What Your Compiler Has to Do!
-
Your compiler must successfully parse any valid input
file.
-
Your compiler must generate the correct AST. If you have the
correct associativity and precedence, your tree (the .pdf file
generated from the .dot file, produced by ast2dot)
will look exactly like ours. In main.cpp, you will
see that we call a function ast2dot(). This will walk
through the AST you just generated and print out a .dot
file.
-
We have made available a few test files
(test1.lang,
test2.lang, and
test3.lang)
and the corresponding trees - as PDF - produced by our
compiler
(test1.pdf,
test2.pdf, and
test3.pdf). Please
check your program results against these outputs. If you find that there is a discrepancy, convince yourself that your tree is correct first, and then please let us know so that we can fix potential bugs in our reference implementation.
Deliverables
Like for the previous project, we are using Gradescope (and its
auto-grader feature) to grade this assignment and your submissions.

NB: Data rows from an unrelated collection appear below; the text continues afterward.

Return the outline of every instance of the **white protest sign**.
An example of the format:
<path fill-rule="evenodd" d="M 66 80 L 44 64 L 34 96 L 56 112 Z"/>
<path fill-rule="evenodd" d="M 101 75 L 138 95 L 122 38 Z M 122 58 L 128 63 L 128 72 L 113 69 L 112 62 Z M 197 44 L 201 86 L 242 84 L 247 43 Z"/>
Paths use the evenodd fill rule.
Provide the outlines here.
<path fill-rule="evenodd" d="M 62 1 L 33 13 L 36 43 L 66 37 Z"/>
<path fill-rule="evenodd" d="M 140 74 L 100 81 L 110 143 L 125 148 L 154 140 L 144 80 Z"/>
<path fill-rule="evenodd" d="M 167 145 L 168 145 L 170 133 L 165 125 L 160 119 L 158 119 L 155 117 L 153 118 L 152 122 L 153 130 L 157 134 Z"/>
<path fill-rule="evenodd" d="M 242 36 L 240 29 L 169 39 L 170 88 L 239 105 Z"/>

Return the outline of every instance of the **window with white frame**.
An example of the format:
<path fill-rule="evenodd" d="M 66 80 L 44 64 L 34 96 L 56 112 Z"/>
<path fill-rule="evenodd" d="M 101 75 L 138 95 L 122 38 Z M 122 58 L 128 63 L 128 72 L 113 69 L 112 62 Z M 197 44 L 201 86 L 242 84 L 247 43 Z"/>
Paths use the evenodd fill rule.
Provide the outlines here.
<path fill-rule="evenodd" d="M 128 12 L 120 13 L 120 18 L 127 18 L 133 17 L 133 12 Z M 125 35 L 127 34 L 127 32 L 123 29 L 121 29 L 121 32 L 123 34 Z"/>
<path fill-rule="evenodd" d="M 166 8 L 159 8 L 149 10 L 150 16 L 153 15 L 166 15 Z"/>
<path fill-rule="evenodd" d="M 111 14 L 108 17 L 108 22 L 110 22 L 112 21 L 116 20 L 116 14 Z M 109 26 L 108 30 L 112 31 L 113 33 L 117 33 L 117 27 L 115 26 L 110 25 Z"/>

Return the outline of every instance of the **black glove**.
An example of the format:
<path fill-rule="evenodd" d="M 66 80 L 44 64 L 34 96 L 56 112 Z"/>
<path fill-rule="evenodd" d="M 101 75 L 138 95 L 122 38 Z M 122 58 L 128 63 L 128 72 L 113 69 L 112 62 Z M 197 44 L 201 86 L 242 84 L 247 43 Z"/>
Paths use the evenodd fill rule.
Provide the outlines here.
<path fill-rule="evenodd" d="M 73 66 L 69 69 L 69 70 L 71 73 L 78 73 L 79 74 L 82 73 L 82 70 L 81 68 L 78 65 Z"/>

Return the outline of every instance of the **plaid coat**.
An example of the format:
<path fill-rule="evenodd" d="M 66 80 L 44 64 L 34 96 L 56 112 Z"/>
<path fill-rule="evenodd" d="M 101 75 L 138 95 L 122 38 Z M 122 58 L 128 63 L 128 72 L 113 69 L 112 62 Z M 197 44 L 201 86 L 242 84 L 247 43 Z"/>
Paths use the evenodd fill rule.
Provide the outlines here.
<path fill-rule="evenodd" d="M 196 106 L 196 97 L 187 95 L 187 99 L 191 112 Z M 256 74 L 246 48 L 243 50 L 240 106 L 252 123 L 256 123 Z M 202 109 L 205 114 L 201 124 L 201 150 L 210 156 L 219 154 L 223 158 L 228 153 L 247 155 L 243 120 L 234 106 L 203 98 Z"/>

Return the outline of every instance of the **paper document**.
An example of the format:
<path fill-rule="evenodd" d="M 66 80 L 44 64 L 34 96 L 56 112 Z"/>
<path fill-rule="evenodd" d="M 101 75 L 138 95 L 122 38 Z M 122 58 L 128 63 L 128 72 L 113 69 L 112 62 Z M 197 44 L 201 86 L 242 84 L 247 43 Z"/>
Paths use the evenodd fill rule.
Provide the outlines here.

- Once you are done with your scanner/parser, go to the third assignment and submit your code.
- For this project, please just submit your "lexer.l" and "parser.ypp" files. We supply the rest and build your project.
- We do not show you the test cases and the expected output, but you should get some feedback about the types of tests that your submission passes and where it fails.
- You can make a new submission once every hour. Make sure you thoroughly test your program locally, and don't (ab)use the auto-grader as a test harness.
|